By: Dustin Robinson and David Butter
Florida medical cannabis licenses have become known as “super” licenses for three reasons.
- First, Florida’s licensing structure is vertically integrated. Licensees are required to oversee the entire supply chain, including cultivating, processing, dispensing, and delivering. Vertical integration provides licensees with significant control from seed to sale. Vertical integration is unique—most states with cannabis programs have a horizontal licensing structure, which means licenses are specific to certain segments of the supply chain. For example, in Illinois, you could apply for a cultivation license or a transportation license.
- Second, there is a limited number of licenses. In 2014, the Florida legislature created the “super” licenses, originally issuing only five. Over the course of the past five to six years, more licenses have been issued. Today, only 22 licenses have been issued, 13 of which are actively operational. Operators who acquired a license in 2014 got a substantial head start over operators who received their license in later years.
- Third, licensees can open an unlimited amount of retail dispensary locations. Most states with cannabis programs place a cap on the size and number of facilities for growing, processing, and dispensing. Until this month, Florida allowed each licensee to open 25 dispensaries and an additional 5 dispensaries for every 100,000 patients who register for Florida’s cannabis program.
Recently, these Hulk-Hogan licensees received a new boost. Florida’s cap on dispensary locations (as mentioned in bullet point 3 above) expired on April 1, 2020. Previous to the expiration, licensees could open up to 35 dispensaries because there are over 300,000 registered patients in Florida’s registry. Since its expiration, licensees can now flex their muscle into an unlimited number of dispensaries.

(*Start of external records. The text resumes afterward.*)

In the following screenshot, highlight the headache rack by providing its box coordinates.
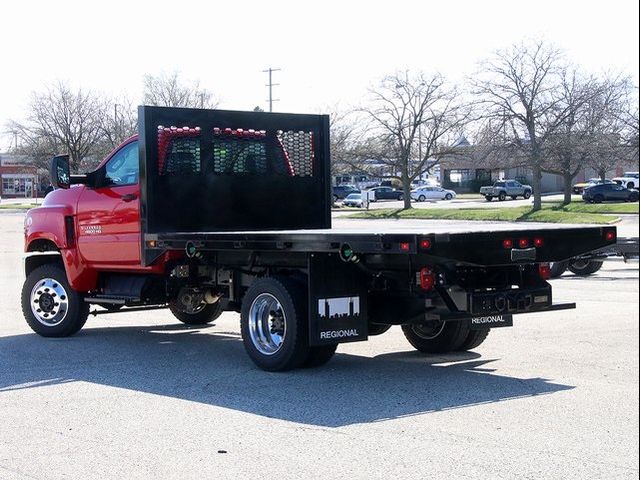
[138,106,331,255]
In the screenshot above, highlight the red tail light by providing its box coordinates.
[420,267,436,291]
[420,238,431,250]
[538,263,551,280]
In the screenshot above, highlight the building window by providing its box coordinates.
[2,175,34,197]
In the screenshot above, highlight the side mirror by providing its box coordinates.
[51,155,71,189]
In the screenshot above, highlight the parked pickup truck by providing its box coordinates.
[22,107,616,371]
[480,180,533,202]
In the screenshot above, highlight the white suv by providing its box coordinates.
[613,172,640,189]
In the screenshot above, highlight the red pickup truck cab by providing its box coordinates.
[22,135,222,336]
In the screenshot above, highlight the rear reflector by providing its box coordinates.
[538,263,551,280]
[420,267,436,291]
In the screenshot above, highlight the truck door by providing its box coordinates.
[78,141,140,269]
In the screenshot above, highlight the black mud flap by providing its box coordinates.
[469,314,513,330]
[309,254,368,346]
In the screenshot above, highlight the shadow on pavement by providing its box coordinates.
[0,324,573,427]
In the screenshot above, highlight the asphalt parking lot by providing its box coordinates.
[0,212,639,479]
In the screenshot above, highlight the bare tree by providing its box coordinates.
[588,76,638,180]
[329,107,364,179]
[543,69,604,205]
[90,97,138,164]
[9,81,104,171]
[144,71,218,108]
[359,72,470,209]
[472,42,567,210]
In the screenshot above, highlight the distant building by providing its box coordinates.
[440,137,637,193]
[0,153,42,198]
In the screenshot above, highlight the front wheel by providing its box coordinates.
[568,259,604,277]
[240,277,310,372]
[402,321,470,353]
[549,261,569,278]
[169,300,222,325]
[21,264,89,337]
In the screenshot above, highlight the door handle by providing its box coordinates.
[120,193,138,202]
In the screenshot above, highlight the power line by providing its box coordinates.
[262,67,281,112]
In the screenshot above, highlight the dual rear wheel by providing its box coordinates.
[240,277,337,372]
[402,321,489,353]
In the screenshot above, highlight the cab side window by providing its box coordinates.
[105,142,140,186]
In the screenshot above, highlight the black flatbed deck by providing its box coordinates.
[144,224,615,265]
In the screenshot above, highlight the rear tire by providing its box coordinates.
[21,264,89,337]
[240,277,310,372]
[169,301,222,325]
[458,328,491,352]
[402,321,469,353]
[568,260,604,277]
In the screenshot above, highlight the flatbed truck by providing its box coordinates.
[22,106,616,371]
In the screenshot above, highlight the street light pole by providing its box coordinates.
[263,67,280,112]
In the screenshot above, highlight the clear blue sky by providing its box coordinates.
[0,0,639,151]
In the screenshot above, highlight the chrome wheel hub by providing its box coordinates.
[249,293,287,355]
[30,278,69,327]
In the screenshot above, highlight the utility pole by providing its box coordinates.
[263,67,280,112]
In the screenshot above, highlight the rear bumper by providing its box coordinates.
[425,303,576,326]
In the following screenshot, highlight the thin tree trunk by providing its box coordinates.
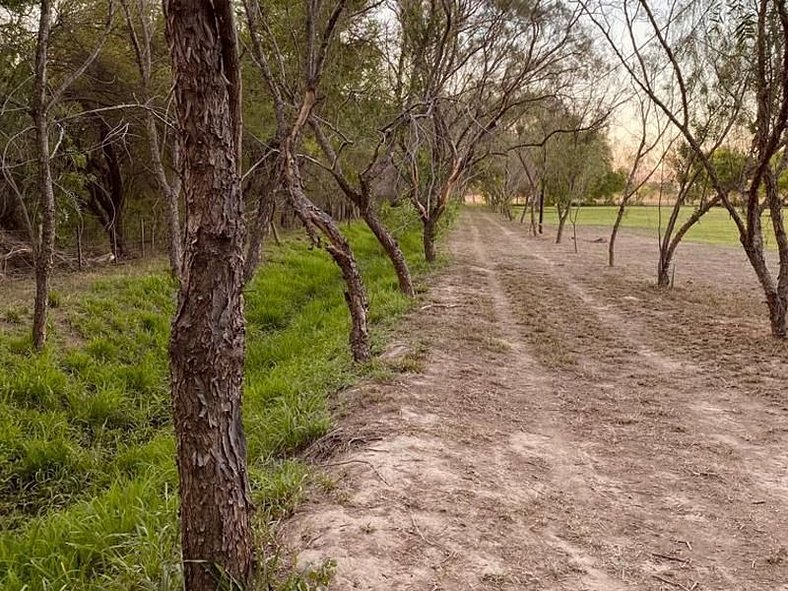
[165,0,254,591]
[421,217,438,264]
[520,196,531,225]
[281,143,372,362]
[244,150,279,283]
[311,121,416,297]
[145,112,183,280]
[288,177,372,362]
[556,206,571,244]
[607,197,627,267]
[33,0,55,351]
[244,187,279,283]
[361,206,416,298]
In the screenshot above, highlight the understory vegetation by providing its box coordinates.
[0,213,426,591]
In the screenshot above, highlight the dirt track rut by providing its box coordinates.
[283,211,788,591]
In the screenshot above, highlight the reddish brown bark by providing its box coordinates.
[165,0,253,591]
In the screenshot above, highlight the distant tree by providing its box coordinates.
[581,0,788,339]
[30,0,113,350]
[391,0,593,262]
[544,121,611,243]
[165,0,254,591]
[607,95,672,267]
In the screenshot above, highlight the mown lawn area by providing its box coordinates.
[515,205,774,247]
[0,210,426,591]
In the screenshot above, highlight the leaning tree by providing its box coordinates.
[582,0,788,339]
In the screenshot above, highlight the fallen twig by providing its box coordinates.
[420,304,460,310]
[651,552,689,564]
[654,575,698,591]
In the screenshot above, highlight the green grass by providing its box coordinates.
[528,206,774,247]
[0,213,426,591]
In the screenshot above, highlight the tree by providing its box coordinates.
[244,0,371,361]
[165,0,254,591]
[544,117,610,244]
[121,0,183,279]
[607,97,672,267]
[583,0,788,339]
[391,0,590,262]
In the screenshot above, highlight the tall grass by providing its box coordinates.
[0,213,425,591]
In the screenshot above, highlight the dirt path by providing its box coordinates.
[284,211,788,591]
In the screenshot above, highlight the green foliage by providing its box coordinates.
[532,206,775,248]
[0,217,425,591]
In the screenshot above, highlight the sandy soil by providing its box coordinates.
[283,211,788,591]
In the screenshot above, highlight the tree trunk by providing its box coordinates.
[657,247,675,287]
[145,112,183,280]
[33,0,55,351]
[421,217,438,264]
[280,136,372,362]
[361,206,416,298]
[556,205,571,244]
[244,193,279,283]
[165,0,254,591]
[766,290,788,339]
[607,199,627,267]
[244,149,279,283]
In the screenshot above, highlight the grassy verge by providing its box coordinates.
[0,213,426,591]
[516,206,774,248]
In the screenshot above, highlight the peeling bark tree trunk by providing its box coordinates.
[33,0,55,351]
[165,0,253,591]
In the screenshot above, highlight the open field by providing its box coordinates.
[286,208,788,591]
[0,215,424,591]
[515,206,774,246]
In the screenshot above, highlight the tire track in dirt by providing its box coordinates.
[283,212,788,591]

But this isn’t their first dose. Along the way, the licensees have picked up juice. The repeal on the ban of smokable cannabis gave licensees a shot in the arm, prompting licensees to expand production, operations and retail footprints. This was effective—more than 22,000 pounds of smokable product were sold in less than six months. Now, with the expiration of the dispensary cap, the “super” licenses have an opportunity to expand business operations.

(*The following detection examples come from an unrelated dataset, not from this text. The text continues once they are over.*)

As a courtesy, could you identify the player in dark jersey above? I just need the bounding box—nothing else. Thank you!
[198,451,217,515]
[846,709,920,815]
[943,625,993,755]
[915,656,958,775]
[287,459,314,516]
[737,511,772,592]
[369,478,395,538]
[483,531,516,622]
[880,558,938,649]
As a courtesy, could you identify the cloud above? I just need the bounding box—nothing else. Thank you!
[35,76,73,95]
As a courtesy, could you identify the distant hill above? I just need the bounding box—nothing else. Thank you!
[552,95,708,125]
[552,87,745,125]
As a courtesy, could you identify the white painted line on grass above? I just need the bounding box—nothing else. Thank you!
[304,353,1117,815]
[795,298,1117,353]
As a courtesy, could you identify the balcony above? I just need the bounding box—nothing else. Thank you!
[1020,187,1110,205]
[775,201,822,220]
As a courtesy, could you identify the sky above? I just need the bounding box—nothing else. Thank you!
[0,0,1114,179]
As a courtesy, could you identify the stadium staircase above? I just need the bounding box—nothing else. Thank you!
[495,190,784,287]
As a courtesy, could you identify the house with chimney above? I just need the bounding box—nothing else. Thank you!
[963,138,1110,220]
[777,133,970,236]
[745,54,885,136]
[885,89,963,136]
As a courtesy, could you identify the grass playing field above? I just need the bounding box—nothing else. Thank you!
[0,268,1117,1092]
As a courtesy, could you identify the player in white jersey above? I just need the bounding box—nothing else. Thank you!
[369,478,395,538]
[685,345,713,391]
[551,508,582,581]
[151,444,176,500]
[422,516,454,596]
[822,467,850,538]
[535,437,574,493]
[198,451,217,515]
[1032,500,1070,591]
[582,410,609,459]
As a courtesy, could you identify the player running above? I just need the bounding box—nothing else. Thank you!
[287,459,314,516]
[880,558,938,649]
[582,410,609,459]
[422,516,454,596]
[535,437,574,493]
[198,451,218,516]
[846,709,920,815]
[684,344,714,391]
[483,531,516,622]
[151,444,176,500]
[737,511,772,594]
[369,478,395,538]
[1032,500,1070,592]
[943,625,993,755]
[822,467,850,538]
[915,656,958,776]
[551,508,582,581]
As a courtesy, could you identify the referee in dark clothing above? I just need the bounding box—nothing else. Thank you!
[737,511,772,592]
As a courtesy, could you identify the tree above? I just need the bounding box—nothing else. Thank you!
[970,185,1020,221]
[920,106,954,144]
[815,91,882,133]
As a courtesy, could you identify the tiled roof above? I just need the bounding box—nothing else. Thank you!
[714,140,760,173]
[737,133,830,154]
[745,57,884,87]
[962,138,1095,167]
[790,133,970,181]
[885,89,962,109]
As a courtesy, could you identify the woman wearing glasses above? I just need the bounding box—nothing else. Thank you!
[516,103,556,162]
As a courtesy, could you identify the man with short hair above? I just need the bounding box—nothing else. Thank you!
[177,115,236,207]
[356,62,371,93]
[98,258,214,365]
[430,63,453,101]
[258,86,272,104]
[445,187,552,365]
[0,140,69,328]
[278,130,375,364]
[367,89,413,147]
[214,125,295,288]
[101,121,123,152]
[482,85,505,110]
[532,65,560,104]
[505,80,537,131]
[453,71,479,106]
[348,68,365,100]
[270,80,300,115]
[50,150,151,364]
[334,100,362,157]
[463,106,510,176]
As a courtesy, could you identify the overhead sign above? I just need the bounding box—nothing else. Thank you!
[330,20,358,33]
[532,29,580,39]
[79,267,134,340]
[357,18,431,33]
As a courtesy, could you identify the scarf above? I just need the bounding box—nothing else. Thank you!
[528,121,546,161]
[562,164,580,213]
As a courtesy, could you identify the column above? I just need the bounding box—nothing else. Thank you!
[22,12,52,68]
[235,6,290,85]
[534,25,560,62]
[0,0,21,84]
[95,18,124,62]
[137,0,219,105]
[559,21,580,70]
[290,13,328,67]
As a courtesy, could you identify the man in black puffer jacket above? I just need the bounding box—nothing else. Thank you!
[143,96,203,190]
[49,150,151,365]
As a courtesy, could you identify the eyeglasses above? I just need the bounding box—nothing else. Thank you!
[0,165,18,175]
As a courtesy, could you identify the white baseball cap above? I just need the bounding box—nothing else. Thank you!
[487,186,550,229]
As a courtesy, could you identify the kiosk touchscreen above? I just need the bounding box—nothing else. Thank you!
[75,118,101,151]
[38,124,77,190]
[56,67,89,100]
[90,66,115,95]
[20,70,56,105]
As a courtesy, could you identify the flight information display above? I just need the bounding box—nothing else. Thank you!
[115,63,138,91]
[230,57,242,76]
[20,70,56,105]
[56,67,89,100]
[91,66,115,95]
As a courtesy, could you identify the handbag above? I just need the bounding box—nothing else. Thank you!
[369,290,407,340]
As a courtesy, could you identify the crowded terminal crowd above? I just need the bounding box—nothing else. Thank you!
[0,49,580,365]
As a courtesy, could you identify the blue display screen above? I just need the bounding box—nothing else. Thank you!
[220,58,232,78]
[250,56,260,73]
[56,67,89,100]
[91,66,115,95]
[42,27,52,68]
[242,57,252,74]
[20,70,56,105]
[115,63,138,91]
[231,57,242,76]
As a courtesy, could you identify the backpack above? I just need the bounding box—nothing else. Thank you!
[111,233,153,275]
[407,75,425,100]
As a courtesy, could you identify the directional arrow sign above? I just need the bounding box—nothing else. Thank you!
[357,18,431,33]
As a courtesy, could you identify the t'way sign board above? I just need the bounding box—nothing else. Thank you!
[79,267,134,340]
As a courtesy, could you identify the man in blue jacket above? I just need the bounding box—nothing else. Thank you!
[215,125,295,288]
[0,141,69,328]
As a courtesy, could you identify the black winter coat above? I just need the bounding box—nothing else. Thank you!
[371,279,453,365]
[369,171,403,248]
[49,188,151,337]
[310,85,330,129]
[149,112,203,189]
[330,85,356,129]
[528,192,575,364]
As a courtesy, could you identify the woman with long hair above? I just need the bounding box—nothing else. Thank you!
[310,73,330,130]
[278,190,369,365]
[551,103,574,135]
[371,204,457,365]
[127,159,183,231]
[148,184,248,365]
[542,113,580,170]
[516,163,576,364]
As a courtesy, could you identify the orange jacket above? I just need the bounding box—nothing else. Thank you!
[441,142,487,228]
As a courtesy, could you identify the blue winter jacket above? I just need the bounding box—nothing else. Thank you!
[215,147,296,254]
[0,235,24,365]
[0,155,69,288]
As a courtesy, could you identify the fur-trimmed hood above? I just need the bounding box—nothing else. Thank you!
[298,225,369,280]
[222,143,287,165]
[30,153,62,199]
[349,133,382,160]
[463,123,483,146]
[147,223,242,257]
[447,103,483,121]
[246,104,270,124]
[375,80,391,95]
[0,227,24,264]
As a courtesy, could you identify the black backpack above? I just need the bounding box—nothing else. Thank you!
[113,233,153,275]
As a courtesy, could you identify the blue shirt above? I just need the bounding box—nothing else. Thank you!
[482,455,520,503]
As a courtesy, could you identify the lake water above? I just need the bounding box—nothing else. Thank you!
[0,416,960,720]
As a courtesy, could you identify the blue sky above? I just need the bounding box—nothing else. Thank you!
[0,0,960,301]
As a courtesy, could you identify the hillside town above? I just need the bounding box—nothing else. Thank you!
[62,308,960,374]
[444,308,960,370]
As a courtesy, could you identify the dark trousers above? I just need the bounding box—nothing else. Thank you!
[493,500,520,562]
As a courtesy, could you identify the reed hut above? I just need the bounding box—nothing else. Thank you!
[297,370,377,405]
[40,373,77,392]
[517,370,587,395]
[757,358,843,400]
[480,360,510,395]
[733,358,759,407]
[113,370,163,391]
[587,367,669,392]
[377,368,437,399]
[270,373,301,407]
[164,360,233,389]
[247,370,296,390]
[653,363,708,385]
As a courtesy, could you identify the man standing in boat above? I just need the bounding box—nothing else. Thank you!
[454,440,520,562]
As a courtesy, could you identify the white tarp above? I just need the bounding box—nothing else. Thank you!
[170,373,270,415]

Even though gone, the dispensary cap left scars. It was the spark of much confusion and litigation, resulting in state health officials agreeing to allow two licensees—Trulieve and Surterra Wellness—to open more than 35 dispensaries, exceeding the state cap.
So why aren’t the licensees celebrating and heading to the gym with their new boost? After all, “super” license status is what attracted large multi-state operators to purchase Florida licenses for big bucks including, MedMen, Curaleaf, Surterra, Cansortium, iAnthus, Columbia Care, Acreage, Green Thumb Industries, Green Growth Brands, VidaCann, and AltMed.
Because most licensees are so strapped for cash, they cannot afford the syringe and needle to complete the injection. Production has been an ongoing problem for licensees as most of them are already having trouble keeping quality product on the shelves. Opening more dispensaries would kill cash flow and put an additional strain on these production issues. The coronavirus pandemic forced several licensees to pivot into a delivery model and put their dispensary model on the back burner.
The silver lining is these issues can be resolved if the Florida legislature implements a horizontally integrated structure. A horizontally integrated cannabis program would limit cash demands on operating these licenses; allow licensees the ability to be an expert on specific parts of the supply chain; foster innovation in production methods and product mix; and provide more access to patients.
On the surface, removing the cap would seem to put additional muscle on the individual licensees, but a more effective supplement for the market as a whole would be the implementation of a horizontally integrated program. Luckily, the Florida Supreme Court has an opportunity to weigh in on the constitutionality of vertical integration in the Florigrown case and potentially provide a clearer pathway for a fair and balanced marketplace.